A: Hazardous Waste Removal (HAZ) is a certification that is attached to a license, not an actual license/classification on its own. A licensee who holds an “A”, “B”, “C-12”, “C-36”, “C-57”, or certain “C61/D40” classification(s) is permitted to attach the HAZ Certification to the license by completing an application and passing the required exam. There is technically no experience documentation needed to apply, just the requirement that the individual holds one of the abovementioned classifications, which has already been “certified” when the license was initially granted.

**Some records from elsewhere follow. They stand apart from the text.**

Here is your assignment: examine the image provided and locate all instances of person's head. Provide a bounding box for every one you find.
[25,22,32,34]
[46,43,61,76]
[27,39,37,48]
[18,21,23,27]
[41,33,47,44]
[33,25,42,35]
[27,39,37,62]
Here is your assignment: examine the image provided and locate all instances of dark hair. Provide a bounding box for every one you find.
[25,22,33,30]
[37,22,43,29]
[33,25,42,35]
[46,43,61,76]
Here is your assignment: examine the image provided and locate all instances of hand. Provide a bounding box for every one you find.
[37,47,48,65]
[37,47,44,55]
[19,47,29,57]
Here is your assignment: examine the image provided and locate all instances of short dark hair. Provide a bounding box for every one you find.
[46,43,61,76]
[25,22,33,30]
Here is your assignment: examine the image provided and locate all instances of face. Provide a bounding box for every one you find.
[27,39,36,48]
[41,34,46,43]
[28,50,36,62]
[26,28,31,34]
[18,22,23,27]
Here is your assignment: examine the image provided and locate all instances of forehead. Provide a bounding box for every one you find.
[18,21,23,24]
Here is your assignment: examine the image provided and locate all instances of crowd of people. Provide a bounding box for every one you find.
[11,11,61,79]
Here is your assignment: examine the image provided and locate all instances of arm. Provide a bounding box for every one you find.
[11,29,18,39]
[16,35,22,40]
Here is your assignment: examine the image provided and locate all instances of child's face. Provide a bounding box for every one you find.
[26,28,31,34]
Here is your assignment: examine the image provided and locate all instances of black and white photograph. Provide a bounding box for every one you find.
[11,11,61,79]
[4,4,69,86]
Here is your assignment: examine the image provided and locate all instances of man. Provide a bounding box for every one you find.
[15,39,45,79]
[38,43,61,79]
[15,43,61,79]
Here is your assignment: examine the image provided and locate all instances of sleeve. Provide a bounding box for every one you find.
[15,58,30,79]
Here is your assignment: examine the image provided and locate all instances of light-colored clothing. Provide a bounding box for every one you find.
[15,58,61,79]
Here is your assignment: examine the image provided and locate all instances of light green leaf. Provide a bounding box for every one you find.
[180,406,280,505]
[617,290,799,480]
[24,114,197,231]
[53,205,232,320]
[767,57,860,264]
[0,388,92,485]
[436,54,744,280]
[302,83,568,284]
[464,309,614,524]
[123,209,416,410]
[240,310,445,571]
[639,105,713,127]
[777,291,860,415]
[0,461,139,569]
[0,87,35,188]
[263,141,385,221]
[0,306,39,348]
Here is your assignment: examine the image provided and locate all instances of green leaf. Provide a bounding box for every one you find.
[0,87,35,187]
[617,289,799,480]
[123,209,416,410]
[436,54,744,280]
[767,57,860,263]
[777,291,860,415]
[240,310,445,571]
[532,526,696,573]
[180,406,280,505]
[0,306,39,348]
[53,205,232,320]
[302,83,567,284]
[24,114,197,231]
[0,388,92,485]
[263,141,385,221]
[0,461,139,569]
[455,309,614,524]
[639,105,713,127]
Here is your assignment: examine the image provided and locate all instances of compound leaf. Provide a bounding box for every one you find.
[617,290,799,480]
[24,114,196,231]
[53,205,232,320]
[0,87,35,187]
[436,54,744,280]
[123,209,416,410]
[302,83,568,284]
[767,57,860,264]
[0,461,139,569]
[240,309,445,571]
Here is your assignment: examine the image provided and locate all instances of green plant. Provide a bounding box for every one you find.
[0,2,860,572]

Q: My company has contractor licenses in several states in the U.S. and we have been looking at work in California. I started doing some research last year regarding how the process works and learned I would need to travel to CA to take the required examinations. We put the project on hold due to COVID, and it just recently dawned on me that I took the NASCLA exam years ago and my passing results were sufficient in several States to obtain the licenses. I couldn’t find any information on whether CA recognizes the NASCLA exam, since I would assume it’s at least equivalent, if not more complicated, than the CSLB “B” trade exam. Am I able to provide my successful passing NASCLA scores to avoid the need to travel to CA?
A: Not to say the CSLB doesn’t consider the NASCLA exam to be a valid test equivalent to their own, but they CSLB does not yet accept the NASCLA exam for Reciprocity. Also be aware CA requires all contractors, regardless of classification, to take and pass the Law Exam. So, either way you would be required to travel to CA to take an exam. You did not ask about fingerprinting which is also best done in state. We have great beaches!